Heavily Indebted Poor Country (HIPC)The heavily indebted developing countries (also named "poor" countries) are a subgroup of the developing countries defined by the International Monetary Fund (IMF). The aim of this classification in 1999 was a debt relief proposed by Germany and proposed by the G8 countries. The initiator at the time was Germany.
Of the current 36 countries, most are in Africa.
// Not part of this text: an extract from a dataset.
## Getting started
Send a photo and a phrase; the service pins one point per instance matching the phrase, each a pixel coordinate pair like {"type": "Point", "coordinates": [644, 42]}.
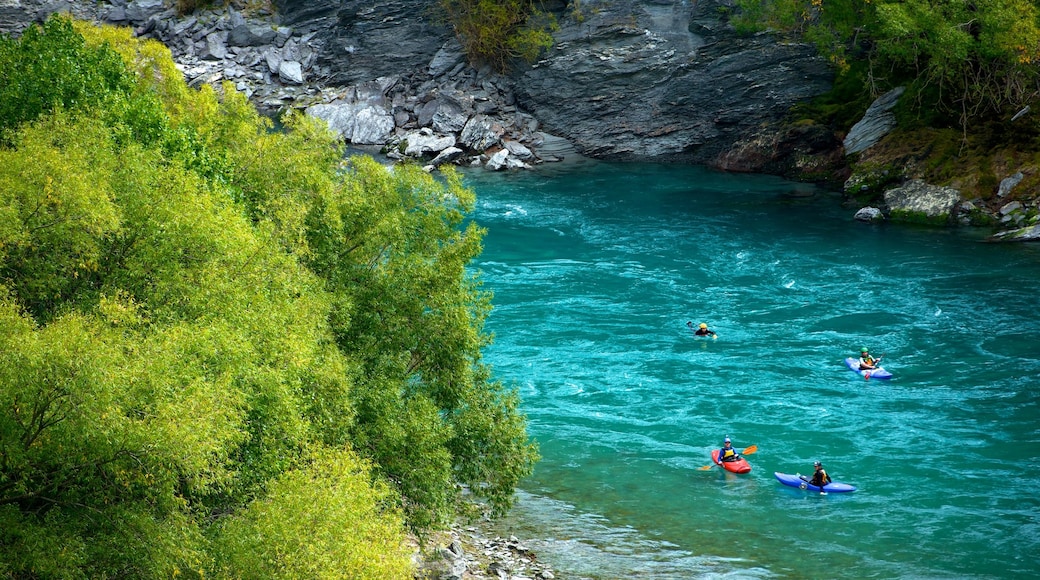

A total of about 760.19 m people live in affected countries, which corresponds to 9.8% of the world's population.
|Country||Population||GNI per capita||Human Development Index||Debts|
|Afghanistan||38.9 M||500 USD||0.511||15.0%|
|Benin||12.1 M||1,280 USD||0.545||33.9%|
|Bolivia||11.7 M||3,180 USD||0.718||42.7%|
|Burkina Faso||20.9 M||770 USD||0.452||27.0%|
|Burundi||11.9 M||230 USD||0.433||21.9%|
|Cameroon||26.5 M||1,520 USD||0.563||34.7%|
|Central African Republic||4.8 M||500 USD||0.397||38.1%|
|Chad||16.4 M||630 USD||0.398||36.7%|
|Comoros||0.9 M||1,400 USD||0.554||24.5%|
|Democratic Republic of the Congo||89.6 M||550 USD||0.480||12.9%|
|Ethiopia||115.0 M||890 USD||0.485||28.4%|
|Gambia||2.4 M||750 USD||0.496||42.2%|
|Ghana||31.1 M||2,340 USD||0.611||44.3%|
|Guinea||13.1 M||1,020 USD||0.477||29.1%|
|Guinea-Bissau||2.0 M||760 USD||0.480||55.3%|
|Guyana||0.8 M||7,130 USD||0.682||32.7%|
|Haiti||11.4 M||1,320 USD||0.510||15.9%|
|Honduras||9.9 M||2,180 USD||0.634||50.0%|
|Ivory Coast||26.4 M||2,280 USD||0.538||42.2%|
|Liberia||5.1 M||570 USD||0.480||52.1%|
|Madagascar||27.7 M||470 USD||0.528||38.5%|
|Malawi||19.1 M||580 USD||0.483||24.8%|
|Mali||20.3 M||830 USD||0.434||36.3%|
|Mauritania||4.6 M||1,670 USD||0.546||73.1%|
|Mozambique||31.3 M||460 USD||0.456||154.4%|
|Nicaragua||6.6 M||1,850 USD||0.660||98.3%|
|Niger||24.2 M||550 USD||0.394||34.9%|
|Republic of the Congo||5.5 M||1,770 USD||0.574||61.1%|
|Rwanda||13.0 M||780 USD||0.543||81.1%|
|Sao Tome and Principe||0.2 M||2,060 USD||0.625||61.9%|
|Senegal||16.7 M||1,430 USD||0.512||71.7%|
|Sierra Leone||8.0 M||510 USD||0.452||53.0%|
|Tanzania||59.7 M||1,080 USD||0.529||41.3%|
|Togo||8.3 M||920 USD||0.515||33.5%|
|Uganda||45.7 M||800 USD||0.544||46.5%|
|Zambia||18.4 M||1,160 USD||0.584||170.7%|
Criteria for admissionBefore being included in the debt relief initiative, the World Bank and the International Monetary Fund lay down strict criteria. The aim is to cancel debts only of those states that are already heavily indebted and are in all likelihood unable to pay these liabilities on their own. On the other hand, these states should also have the ability to grow out of poverty after a waiver. A state must therefore not only be particularly poor, but must also fulfil certain conditions at the political level.
These conditions are usually determined and monitored over several years in a three-stage process. Eritrea, Somalia and Sudan, for example, have been on the list for some time now of countries which, after all, fulfil the conditions of poverty. None of these 3 countries has so far been able to convincingly demonstrate or even show that the government is also capable of fighting poverty. To achieve this, it is also necessary to implement effective reforms in advance and to demonstrate success.
Doubts about sustainabilityThe aim of the initiative is to reduce poverty in the affected countries and to enable governments to stand on their own two feet through debt relief. The reform programmes controlled by the Community are designed to achieve effective action. An already economically weakened country may also use this debt relief to borrow money again from other states and not pay it back either.
Another injustice is that individual countries are rewarded with debt relief even though they have not managed to stand on their own two feet. Those countries that are just above the poverty line because their reforms have been successful are not rewarded.